Was die 18 Frauen und Männer, die trotz des dräuenden Regens zum Start gekommen waren, vor allem beeindruckte, war das viele Grün. So führte Trösken die Gruppe gleich entlang am ehemaligen Zechengelände zum Wambeler Holz, eine Platanenalle, die einst die Zufahrt zur Zeche war.

Dann ging’s, vorbei am ehemaligen Obersteigerhaus, durch einen Trampelpfad zwischen Büschen und Wiesen zur Straße Am Holzgraben, wo heute noch eine der drei Häuserzeilen steht, die damals, ab 1902, für Bergleute und deren Familien von der Harpener Bergbau AG nach englischen Vorbild gebaut wurden und die heute in Privateigentum der Bewohner*innen sind. „D-Zug“ taufte der Volksmund diese Gebäudereihen.

Kenner führt die Gruppe an die ehemalige Grenze der Grafschaft Dortmund zur Grafschaft Mark

Gegenüber der Häuser finden sich große Schrebergärten, zu jedem Haus gehört ein Garten. Den Bergwerksgesellschaften sei es wichtig gewesen, dass sich die Bergleute selbst versorgen konnten. Teilweise bis zu 3500 Mann hätten auf der Zeche Scharnhorst gearbeitet, erzählte Trösken.

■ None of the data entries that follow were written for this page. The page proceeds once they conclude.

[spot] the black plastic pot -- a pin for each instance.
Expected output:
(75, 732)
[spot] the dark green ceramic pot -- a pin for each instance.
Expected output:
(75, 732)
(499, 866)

Nach der Überquerung der B 236, die Alt-Scharnhorst in zwei Teile zerlegt, sah man auf der anderen Seite der Schnellstraße den zweiten übriggebliebenen D-Zug und an der Rüschenstraße den ehemaligen Standort der katholischen Kirche St. Immaculata, wo heute ein Einfamilienhaus zu sehen ist.

Wieder auf der östlichen Seite der B 236 blickten die Tour-Teilnehmer*innen die Zechen-Gedenktafel genau an, die an der alten Mauer hängt: Diese Tafel wird von Werner Trösken regelmäßig gereinigt.

Durch einen Wald aus Birken und Buchen, Eichen und Ahorn führte der Scharnhorst-Kenner die Gruppe an die ehemalige Grenze der Grafschaft Dortmund zur Grafschaft Mark. Die verlief hinter den Häusern an der Friedrich-Hölscher-Straße.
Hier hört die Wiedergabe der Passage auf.